Esporte de rendimento é ciência, desenvolvimento social também deveria ser

            Há alguns anos, durante o lançamento de uma pesquisa sobre determinantes de violência entre os jovens do Distrito Federal patrocinada pela Caixa Seguradora, tive a grata oportunidade de conversar com um de nossos maiores atletas: o meio-fundista Hudson de Souza. Sendo uma de nossas maiores esperanças para os jogos panamericanos na época, perguntei qual seria o principal fator que leva um atleta a ser um grande campeão. Com sua humildade característica, ele me respondeu: determinação!

            Fiquei impressionado com sua resposta rápida e clara e acabei descobrindo que na área social temos muito a aprender com o esporte. Todo atleta que deseja obter resultados significativos precisa estudar bem suas provas, modificar seus comportamentos e aplicar conhecimento e novas técnicas a suas práticas esportivas. Tudo isto para diminuir, muitas vezes, em segundos o término de uma prova e bater seus próprios recordes. Sabe que completar uma prova em zero segundo seria impossível, mas é a busca do impossível que os faz chegar cada vez mais perto de marcas impressionantes para um ser humano. Um atleta de rendimento simplesmente não sai correndo como louco sem qualquer estratégia ou avaliação do seu rendimento.

             Podemos aprender muitas lições com este tipo de postura na área social. Sabemos que muitas taxas de problemas sociais, como violência, repetência e abuso sexual, talvez nunca cheguem a zero por cento. No entanto, podemos identificar quais são os fatores que levam a uma diminuição destas taxas. Por exemplo, no caso de mortalidade infantil, sabemos que a desnutrição é a maior causa para um aumento desta triste taxa. Além disto, temos outros fatores como falta de envolvimento dos pais, falta de atendimento pré-natal, etc. Ou seja, trabalhando bem estas determinantes, diversos países já demonstraram que é possível a redução da taxa e bater recordes de sobrevivência infantil. Pesquisadores de todo o mundo apontam estes fatores e os gestores sociais de "rendimento" implementam os programas nas comunidades.

            Sendo assim, pobre do gestor social (incluindo empresas, governos e ONGs) que não se utiliza da ciência para estabelecer e adquirir o conhecimento sobre as determinantes dos problemas sociais. Pensa que sabe praticar este “esporte”, mas não passa de um atleta amador de final de semana. Pode até se sentir bem individualmente pela tal prática, mas não contribui em nada para que seu país consiga atingir marcas significativas de desenvolvimento social. Não está disposto a fazer sacrifícios reais pela melhoria do rendimento escolar de suas comunidades, pela redução das taxas de violência e diminuição da pobreza.

            Hoje, mais do que nunca, nosso país precisa de recordes e rendimento social.
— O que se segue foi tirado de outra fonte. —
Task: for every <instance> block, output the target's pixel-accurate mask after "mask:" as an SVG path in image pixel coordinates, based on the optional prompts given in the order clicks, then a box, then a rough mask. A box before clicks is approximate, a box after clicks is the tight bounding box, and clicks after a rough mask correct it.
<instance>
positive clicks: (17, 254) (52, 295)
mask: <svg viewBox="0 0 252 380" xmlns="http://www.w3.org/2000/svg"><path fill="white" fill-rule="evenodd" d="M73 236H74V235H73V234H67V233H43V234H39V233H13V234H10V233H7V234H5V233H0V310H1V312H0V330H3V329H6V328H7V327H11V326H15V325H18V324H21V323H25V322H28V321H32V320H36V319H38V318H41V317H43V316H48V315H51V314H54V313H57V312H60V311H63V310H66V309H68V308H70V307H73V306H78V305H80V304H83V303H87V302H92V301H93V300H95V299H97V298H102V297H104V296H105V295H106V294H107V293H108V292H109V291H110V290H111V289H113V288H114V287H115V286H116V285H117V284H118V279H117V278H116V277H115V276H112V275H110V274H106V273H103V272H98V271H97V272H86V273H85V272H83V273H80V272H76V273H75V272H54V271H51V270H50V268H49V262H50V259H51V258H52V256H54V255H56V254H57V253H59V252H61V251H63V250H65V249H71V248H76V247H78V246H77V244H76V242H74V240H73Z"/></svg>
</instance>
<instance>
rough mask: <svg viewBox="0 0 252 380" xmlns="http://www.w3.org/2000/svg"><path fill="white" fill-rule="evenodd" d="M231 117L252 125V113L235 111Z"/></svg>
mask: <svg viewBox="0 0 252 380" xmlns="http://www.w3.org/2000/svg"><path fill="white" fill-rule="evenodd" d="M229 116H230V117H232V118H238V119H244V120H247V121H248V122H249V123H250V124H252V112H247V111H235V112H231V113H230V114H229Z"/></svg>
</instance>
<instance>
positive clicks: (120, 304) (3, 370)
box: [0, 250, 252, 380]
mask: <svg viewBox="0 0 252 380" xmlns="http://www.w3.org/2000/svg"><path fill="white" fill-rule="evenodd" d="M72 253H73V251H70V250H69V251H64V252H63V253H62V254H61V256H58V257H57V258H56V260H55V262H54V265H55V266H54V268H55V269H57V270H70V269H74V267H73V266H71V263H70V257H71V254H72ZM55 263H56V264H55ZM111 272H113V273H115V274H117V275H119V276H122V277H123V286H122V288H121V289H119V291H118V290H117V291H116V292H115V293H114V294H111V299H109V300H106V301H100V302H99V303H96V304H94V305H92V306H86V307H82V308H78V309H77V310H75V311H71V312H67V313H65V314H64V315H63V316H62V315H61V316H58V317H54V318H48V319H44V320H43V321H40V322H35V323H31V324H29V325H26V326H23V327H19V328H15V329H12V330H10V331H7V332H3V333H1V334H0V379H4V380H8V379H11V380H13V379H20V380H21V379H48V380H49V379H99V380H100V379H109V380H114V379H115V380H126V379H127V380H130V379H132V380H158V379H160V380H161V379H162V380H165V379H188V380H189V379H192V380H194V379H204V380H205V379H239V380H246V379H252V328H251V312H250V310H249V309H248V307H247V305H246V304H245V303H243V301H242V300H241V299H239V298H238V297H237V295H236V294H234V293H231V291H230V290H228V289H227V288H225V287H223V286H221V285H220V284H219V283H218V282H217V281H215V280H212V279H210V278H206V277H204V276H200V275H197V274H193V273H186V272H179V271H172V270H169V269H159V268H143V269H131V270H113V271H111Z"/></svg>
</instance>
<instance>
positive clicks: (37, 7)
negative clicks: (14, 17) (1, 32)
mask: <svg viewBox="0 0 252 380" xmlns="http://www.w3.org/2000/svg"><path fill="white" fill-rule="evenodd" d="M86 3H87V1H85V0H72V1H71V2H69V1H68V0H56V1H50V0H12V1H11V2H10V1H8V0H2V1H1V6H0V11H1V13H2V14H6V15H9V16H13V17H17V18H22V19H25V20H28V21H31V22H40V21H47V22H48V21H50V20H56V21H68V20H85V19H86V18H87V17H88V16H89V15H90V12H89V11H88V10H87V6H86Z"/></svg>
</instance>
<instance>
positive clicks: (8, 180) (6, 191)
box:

Precisamos acabar com as taxas de analfabetismo que trazem tanta vergonha para nossos cidadãos. Precisamos reduzir as taxas de violência entre jovens que causam quase 70% das fatalidades na população entre 18 e 24 anos. Precisamos nos esforçar, ainda mais, para reduzir as taxas de transmissão do HIV/AIDS e erradicar focos de epidemias de doenças tropicais (malaria, dengue, zica, etc.).

            E, foi assim, ao final do evento que me despedi do Hudson dizendo: vou ficar na torcida para que você traga muitas medalhas para nosso país durante os jogos panamericanos. E, ele me respondeu com um singelo sorriso no rosto: eu também vou ficar na torcida para que as empresas tragam mudanças significativas para nossas comunidades e país durante a implementação de seus programas sociais.


            Obrigado, Hudson, pela lição!